Hello to all, this is my first question. I am trying to create training data for a neural network that will predict DNA binding sites of proteins. I have Ensembl data to fill in vectors that I dedicate to each nucleotide. Three sample rows from the data is below.
chrom txStart txEnd name score strand cdsStart cdsEnd score exonCount exonLengths exonPos
chr4 11051044 11076204 ENSMUST00000058183 0 - 11051096 11076176 0 9 181,57,102,134,103,57,123,100,225, 0,2387,7967,9816,11005,15606,19155,22099,24935,
chr3 121723536 121735052 ENSMUST00000029771 0 + 121723714 121734239 0 6 266,106,218,179,160,947, 0,1440,5800,7987,8844,10569,
chr5 44472132 44799707 ENSMUST00000070748 0 - 44473281 44799493 0 8 1380,152,124,84,123,173,103,346, 0,6960,8093,60528,62905,69554,197224,327229,
I am able to get some data from Ensembl data such as on which strand the nucleotide is or whether the nucleotide is in an exon.
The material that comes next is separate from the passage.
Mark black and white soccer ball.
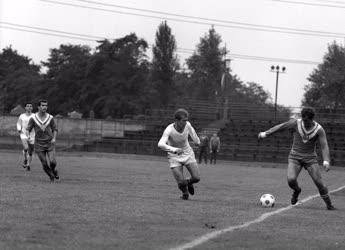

I also want to indicate the type of nucleotide (A, T, C, G, N) in the vector dedicated to it; here I face a problem. In the Ensembl data, I have fractions of sequences but in the Fasta data I have all DNA sequenced. For the nucleotides that are not included in the Enseml data I will only place ATCGN information in their vectors, and for the ones in the Ensembl data I will place more features. How can I incorporate Ensembl and Fasta data to this end?